The financial support schemes for agricultural businesses offered by the Central Bank of Nigeria are difficult to access for small-scale farmers. The process requires online applications forms to be filled in a country where many rural communities still do not have access to the internet, or even electricity. Many small-scale farmers have no formal education.
But even when we assume that the majority of small-scale farmers could scale these hurdles, the requirements to get funding approved can never be met by small-scale women farmers in particular. For instance, requirements like land titles as collateral are impossible to meet as tradition and culture does not allow women to own land in their names. In many instances, when women want to buy land, they must have a male present.
How could the government adjust its response to meet the needs of small-scale farmers?
Organisations like the Small Scale Women Farmers Organisation in Nigeria have effective structures, reaching a large number of small-scale farmer organisations and individual women farmers in remote villages. Government should collaborate with organisations like ours for the dissemination of information and the distribution of much-needed input supplies.
Some states like Kogi, Niger, Jigawa and Kaduna have started to positively respond to our calls for free and subsidised agricultural inputs. The federal government and other states should follow their lead.
The central bank needs to revisit the requirements attached to its agricultural credit schemes. As it stands, these schemes favour male-owned, large scale farming operations.
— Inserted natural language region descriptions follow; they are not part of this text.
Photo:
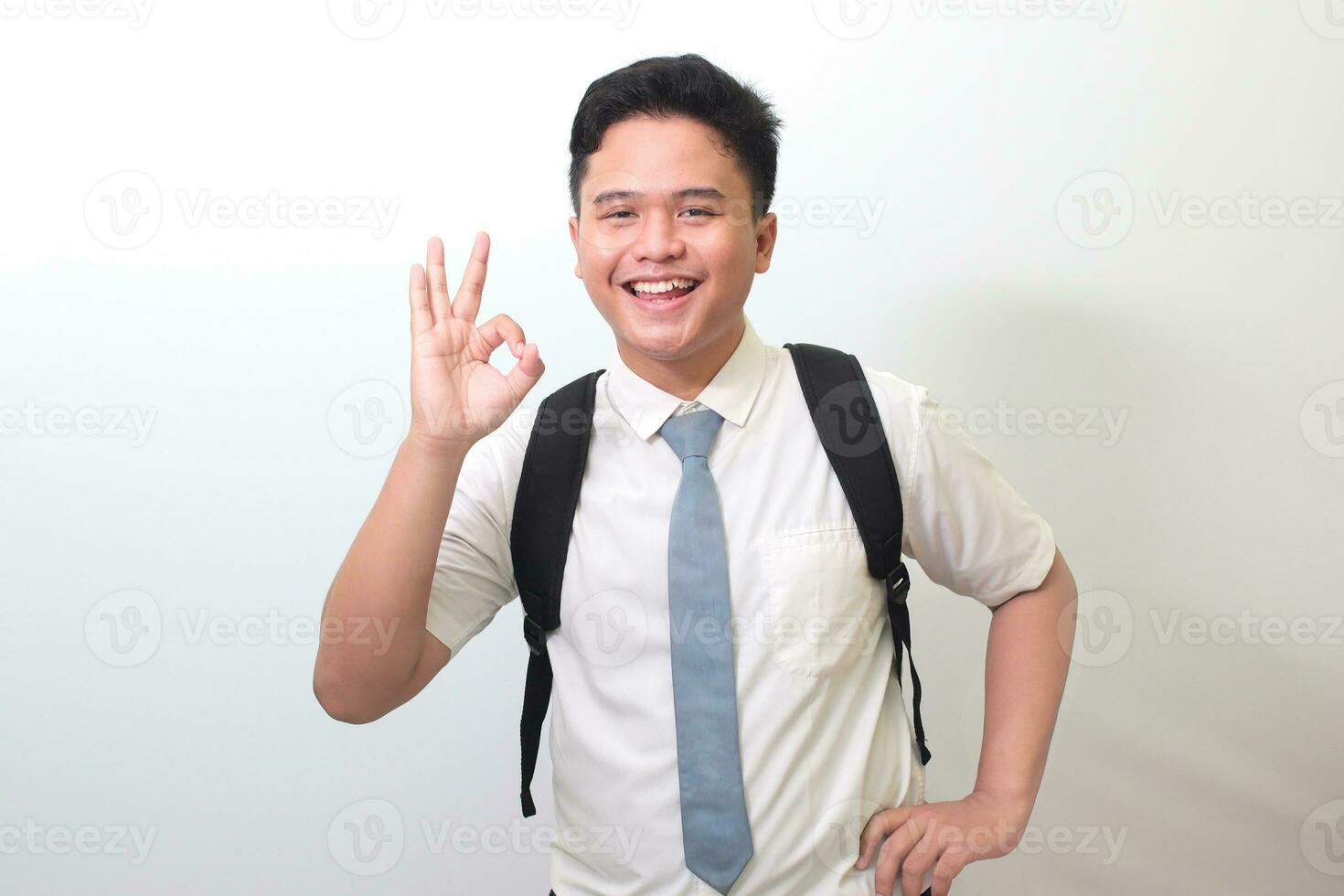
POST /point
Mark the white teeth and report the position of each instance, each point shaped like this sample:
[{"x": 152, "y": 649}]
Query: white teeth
[{"x": 663, "y": 286}]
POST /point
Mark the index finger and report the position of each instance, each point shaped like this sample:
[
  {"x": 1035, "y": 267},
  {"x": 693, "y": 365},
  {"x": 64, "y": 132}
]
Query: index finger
[
  {"x": 878, "y": 827},
  {"x": 466, "y": 301}
]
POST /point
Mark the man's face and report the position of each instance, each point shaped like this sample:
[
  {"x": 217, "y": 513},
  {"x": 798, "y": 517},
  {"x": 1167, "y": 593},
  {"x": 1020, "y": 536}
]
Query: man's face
[{"x": 660, "y": 202}]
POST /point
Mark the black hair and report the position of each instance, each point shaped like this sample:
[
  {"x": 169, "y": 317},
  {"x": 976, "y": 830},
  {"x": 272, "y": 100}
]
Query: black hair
[{"x": 687, "y": 85}]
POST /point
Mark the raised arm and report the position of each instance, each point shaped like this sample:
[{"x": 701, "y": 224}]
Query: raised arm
[{"x": 383, "y": 583}]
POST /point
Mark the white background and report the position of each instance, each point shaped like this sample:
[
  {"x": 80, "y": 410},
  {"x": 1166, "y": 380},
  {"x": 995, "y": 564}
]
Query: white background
[{"x": 986, "y": 271}]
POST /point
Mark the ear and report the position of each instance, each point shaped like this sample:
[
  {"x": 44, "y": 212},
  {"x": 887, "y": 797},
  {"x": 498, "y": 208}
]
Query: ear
[
  {"x": 768, "y": 229},
  {"x": 574, "y": 238}
]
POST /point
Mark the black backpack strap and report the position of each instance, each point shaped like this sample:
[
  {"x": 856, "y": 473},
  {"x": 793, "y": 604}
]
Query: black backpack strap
[
  {"x": 543, "y": 515},
  {"x": 849, "y": 427}
]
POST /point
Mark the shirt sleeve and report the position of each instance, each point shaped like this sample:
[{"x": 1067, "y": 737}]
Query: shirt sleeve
[
  {"x": 964, "y": 523},
  {"x": 474, "y": 575}
]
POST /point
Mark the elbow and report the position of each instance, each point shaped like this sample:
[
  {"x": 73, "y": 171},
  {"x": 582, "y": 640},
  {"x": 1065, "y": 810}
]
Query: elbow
[{"x": 343, "y": 701}]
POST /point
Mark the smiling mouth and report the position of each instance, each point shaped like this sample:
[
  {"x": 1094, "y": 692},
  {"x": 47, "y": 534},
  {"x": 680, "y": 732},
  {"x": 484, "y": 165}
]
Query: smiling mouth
[{"x": 661, "y": 292}]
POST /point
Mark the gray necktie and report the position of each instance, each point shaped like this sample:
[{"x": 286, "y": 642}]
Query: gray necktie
[{"x": 714, "y": 816}]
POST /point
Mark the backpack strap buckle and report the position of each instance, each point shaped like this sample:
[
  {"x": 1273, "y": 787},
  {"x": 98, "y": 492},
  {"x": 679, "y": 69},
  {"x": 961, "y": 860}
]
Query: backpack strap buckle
[
  {"x": 898, "y": 584},
  {"x": 534, "y": 635}
]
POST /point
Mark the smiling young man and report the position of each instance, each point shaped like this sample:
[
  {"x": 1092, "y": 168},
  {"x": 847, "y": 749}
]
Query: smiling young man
[{"x": 768, "y": 752}]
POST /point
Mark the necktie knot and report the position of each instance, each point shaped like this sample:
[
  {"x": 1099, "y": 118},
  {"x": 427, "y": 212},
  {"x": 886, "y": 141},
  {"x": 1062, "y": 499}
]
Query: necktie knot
[{"x": 692, "y": 434}]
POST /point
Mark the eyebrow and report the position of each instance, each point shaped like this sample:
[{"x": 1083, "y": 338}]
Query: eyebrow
[{"x": 613, "y": 195}]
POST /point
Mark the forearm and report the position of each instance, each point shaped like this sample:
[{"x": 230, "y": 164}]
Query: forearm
[
  {"x": 380, "y": 590},
  {"x": 1026, "y": 667}
]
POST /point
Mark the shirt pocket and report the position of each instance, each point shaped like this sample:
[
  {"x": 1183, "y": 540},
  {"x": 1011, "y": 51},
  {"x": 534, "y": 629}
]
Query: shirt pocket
[{"x": 826, "y": 609}]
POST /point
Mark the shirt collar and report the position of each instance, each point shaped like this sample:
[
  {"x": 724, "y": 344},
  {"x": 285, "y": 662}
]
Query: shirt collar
[{"x": 731, "y": 392}]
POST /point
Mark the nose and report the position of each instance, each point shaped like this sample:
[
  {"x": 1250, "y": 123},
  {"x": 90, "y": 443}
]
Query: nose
[{"x": 657, "y": 240}]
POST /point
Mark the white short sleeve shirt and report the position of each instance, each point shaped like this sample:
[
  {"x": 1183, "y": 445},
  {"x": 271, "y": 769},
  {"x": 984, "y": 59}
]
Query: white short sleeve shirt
[{"x": 824, "y": 733}]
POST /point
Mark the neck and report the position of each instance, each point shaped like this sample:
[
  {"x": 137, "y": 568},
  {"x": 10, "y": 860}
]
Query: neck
[{"x": 686, "y": 377}]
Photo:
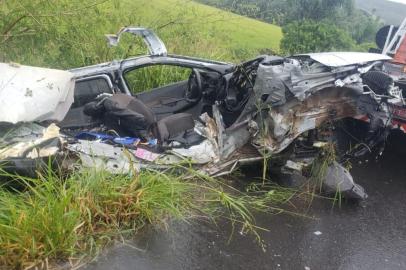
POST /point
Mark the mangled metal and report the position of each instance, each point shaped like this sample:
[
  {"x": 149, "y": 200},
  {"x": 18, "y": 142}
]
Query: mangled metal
[
  {"x": 153, "y": 42},
  {"x": 223, "y": 116},
  {"x": 29, "y": 94}
]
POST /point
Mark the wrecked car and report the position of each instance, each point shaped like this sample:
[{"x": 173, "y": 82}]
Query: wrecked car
[{"x": 211, "y": 115}]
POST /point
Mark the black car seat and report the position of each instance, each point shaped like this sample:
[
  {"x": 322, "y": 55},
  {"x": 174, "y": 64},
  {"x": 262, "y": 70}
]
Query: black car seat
[{"x": 131, "y": 117}]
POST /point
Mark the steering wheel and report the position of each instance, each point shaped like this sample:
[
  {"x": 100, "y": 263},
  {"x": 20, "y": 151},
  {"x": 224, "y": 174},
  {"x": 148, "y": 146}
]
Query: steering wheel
[{"x": 194, "y": 88}]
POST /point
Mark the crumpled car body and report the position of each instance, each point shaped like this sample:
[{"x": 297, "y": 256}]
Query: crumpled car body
[{"x": 221, "y": 116}]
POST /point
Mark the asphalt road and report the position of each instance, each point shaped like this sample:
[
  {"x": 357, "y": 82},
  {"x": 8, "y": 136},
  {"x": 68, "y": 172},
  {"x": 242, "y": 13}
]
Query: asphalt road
[{"x": 371, "y": 235}]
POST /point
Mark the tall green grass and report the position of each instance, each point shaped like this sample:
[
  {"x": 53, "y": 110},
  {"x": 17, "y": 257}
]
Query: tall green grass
[
  {"x": 57, "y": 219},
  {"x": 70, "y": 33},
  {"x": 72, "y": 217}
]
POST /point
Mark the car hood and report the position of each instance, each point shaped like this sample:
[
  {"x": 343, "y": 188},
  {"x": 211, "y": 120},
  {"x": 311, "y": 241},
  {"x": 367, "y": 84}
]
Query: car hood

They need to consider the realities of the sector, which is dominated by small-scale women farmers.
Other than these immediate measures, we need to address the issue of food storage and processing at farm level. Currently, small-scale farmers are often forced to sell their produce in a rush at very low prices to middlemen.
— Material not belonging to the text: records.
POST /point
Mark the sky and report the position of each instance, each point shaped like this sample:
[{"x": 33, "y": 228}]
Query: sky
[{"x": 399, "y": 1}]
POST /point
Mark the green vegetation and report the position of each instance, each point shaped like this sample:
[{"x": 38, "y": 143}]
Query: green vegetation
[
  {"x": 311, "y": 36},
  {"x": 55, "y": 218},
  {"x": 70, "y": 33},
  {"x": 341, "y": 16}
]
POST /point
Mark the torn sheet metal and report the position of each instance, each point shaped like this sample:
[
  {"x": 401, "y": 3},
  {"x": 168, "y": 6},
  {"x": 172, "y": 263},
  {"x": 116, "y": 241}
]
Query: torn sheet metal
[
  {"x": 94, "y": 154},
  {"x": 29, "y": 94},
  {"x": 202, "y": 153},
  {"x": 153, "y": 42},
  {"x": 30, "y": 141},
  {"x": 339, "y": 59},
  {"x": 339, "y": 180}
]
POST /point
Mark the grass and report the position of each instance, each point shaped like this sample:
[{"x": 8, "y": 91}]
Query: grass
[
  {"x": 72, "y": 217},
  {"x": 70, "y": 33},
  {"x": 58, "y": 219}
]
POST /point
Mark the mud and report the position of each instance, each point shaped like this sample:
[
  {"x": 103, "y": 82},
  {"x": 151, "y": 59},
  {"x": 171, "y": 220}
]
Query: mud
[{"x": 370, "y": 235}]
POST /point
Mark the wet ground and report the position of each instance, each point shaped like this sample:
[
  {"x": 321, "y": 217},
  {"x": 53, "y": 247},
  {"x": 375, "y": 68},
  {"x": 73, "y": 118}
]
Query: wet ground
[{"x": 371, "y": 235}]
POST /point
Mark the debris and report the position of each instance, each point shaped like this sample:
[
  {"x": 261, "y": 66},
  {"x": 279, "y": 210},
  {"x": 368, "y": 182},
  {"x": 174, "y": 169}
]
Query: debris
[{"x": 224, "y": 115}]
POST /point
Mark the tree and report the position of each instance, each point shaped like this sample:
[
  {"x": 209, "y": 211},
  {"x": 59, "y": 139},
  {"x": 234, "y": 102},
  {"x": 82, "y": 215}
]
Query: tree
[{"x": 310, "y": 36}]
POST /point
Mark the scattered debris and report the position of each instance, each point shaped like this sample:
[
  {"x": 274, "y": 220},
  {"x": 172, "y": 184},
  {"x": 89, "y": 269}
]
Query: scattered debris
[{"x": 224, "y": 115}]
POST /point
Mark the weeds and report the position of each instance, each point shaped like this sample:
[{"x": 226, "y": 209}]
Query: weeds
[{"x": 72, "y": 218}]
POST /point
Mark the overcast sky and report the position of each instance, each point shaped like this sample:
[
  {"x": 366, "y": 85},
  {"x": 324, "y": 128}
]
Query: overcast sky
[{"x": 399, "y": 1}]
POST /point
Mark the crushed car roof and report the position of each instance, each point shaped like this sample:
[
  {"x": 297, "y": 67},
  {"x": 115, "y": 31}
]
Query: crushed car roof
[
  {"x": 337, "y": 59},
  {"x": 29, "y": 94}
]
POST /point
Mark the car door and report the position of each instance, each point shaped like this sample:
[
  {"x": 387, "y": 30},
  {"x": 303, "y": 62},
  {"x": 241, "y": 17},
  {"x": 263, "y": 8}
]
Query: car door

From the perspective of women farmers, in particular, land remains the most fundamental issue. We need both government and traditional rulers to make efforts to ensure that women have access to, can own and inherit land.
All of this taken together would not just translate into taking many rural women farmers out of poverty, but also help to improve food security in the country.
The Small Scale Women Farmers Organization in Nigeria (SWOFON) is a coalition of women farmers associations and groups across Nigeria. The network's goal is to promote women-friendly agricultural policies and women's access to land. To achieve this, SWOFON organizes and empowers women farmers to engage policymakers and other development stakeholders on their needs.